Stai parlando di torture. “Ci sono stati dei processi. Ovviamente, essendo italiani, le torture non sono mai arrivate al livello sudamericano. Ma anche la tortura è relativa. In un Paese civilizzato in cui la violenza è contenuta possono bastare due schiaffi. È già tortura. Comunque anche qui si è arrivati alle sigarette spente sulla carne e a cose fatte sui genitali. In generale, dire che i pentiti sono dei voltagabbana è un’idiozia”» (Sabelli Fioretti).
Nuova vita Dopo la fine della pena, nel 1994, Morucci vive a Roma. Si è sposato e ha avuto un figlio. Fa il consulente informatico e lo scrittore. Tra i suoi ultimi libri: una spy-story, Klagenfurt 3021 (Fahrenheit 451, 2005), il giallo Il caso e l’inganno. Le indagini del commissario Amidi (Bevivino 2006), A guerra finita? (Bevivino, 2008), Patrie galere. Cronache dall’oltrelegge (Ponte alle Grazie, 2009).
Spia? Adriana Faranda, saputolo, rimase stupita: «Valerio collaborava con il Sisde? È una cosa che detta così mi lascia sgomenta. Forse gli avranno chiesto una consulenza». «Di più, da quel solo documento non è possibile ricavare: non possiamo ancora sapere se è stato un contributo unico o se faceva parte di una collaborazione continuata e organica. Nel caso si trattasse di collaborazione organica, non sappiamo quando la collaborazione potrebbe essere iniziata (nel 1990 o prima?), fino a quando è durata, su quali contenuti si è sviluppata e con quali forme di compenso (in denaro o in trattamento carcerario?)» (Gianni Barbacetto, Il Fatto, 23/9/2017).
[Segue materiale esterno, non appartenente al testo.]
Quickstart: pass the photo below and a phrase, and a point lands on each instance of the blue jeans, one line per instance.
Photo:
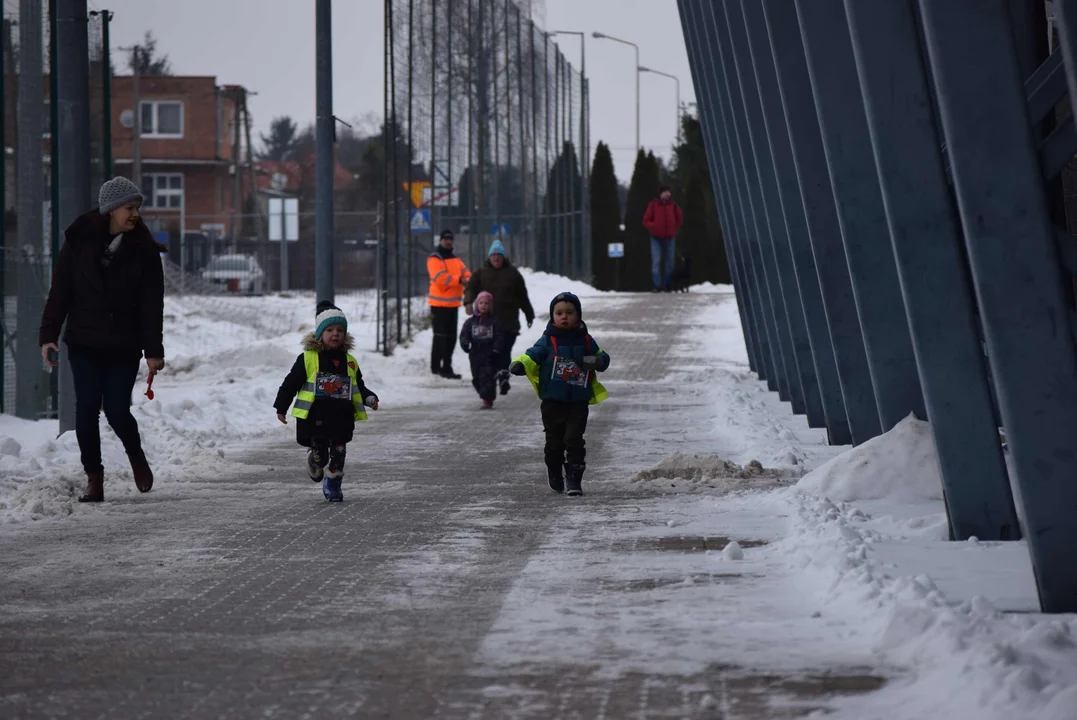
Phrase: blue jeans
(103, 379)
(658, 250)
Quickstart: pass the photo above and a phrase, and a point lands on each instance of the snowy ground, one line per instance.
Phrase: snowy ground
(842, 562)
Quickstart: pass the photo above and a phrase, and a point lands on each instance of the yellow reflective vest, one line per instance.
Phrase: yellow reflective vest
(306, 397)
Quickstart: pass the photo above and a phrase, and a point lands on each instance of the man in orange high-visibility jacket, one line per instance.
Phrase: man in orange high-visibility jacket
(448, 278)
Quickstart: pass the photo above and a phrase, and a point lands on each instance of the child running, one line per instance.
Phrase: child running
(481, 339)
(561, 366)
(330, 395)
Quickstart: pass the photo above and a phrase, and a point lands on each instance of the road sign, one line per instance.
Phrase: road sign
(284, 219)
(420, 221)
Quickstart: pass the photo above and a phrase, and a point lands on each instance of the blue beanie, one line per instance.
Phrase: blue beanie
(329, 314)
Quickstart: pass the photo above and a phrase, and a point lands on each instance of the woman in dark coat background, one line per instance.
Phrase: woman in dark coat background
(502, 280)
(108, 285)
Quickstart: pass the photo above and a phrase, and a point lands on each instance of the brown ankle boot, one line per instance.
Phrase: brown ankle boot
(95, 488)
(143, 476)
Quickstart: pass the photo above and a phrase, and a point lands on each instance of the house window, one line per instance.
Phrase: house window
(164, 191)
(162, 118)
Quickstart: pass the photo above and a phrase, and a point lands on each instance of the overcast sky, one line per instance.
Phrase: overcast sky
(268, 46)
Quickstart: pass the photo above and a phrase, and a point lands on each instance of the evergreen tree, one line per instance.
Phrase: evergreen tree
(700, 238)
(281, 138)
(560, 234)
(605, 219)
(635, 273)
(145, 59)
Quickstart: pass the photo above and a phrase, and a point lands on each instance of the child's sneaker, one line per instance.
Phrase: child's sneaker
(573, 480)
(555, 477)
(331, 488)
(312, 469)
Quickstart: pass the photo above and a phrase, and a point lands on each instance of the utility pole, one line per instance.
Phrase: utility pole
(250, 168)
(236, 174)
(137, 99)
(31, 381)
(323, 183)
(72, 103)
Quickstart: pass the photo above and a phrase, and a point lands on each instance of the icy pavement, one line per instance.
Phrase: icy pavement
(690, 581)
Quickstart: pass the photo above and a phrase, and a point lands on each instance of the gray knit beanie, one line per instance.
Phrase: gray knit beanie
(115, 193)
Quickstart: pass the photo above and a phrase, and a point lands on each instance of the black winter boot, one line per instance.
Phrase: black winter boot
(556, 479)
(573, 479)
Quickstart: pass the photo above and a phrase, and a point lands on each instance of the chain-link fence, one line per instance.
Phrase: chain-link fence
(486, 122)
(30, 231)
Curiosità Ha collaborato con Theorema, rivista di sicurezza, geopolitica e intelligence • A un certo punto si disse che era stato lui a sparare al commissario Calabresi. «Leggende metropolitane. D’altra parte ce ne sono tante. Tra un po’ diranno che anche al Papa ho sparato io» • Gli è piaciuto Buongiorno, notte, il film di Bellocchio sul caso Moro, ma quando i protagonisti dicono: «E’ fatta. Se anche gli impiegati si ribellano è fatta» ha scosso la testa: «No, questo non mi sembra credibile: le Br non si occupavano dei contadini e quasi consideravano controrivoluzionari gli operai disoccupati. Figuriamoci se ce ne fregava qualcosa degli impiegati» • «Non posso rivendicare le conseguenze, perché sono state aberranti. L’intento con cui eravamo partiti era difendere la vita, non ammazzare la gente. Ma rivendico la spinta che ci ha portato a fare quello che abbiamo fatto» • Oggi si definisce un «democratico partecipativo fautore di un’autogestione locale». Dice di non provare né rimpianti né rimorsi.
Titoli di coda «Se Moretti avesse chiesto a te di uccidere Moro che cosa avresti fatto? “Non me lo avrebbe mai chiesto. Sapeva che ero contrario”.
Ma se lo avesse fatto?
 “Avrei detto no. La fedeltà al partito non poteva arrivare fino a quel punto”» (Sabelli Fioretti).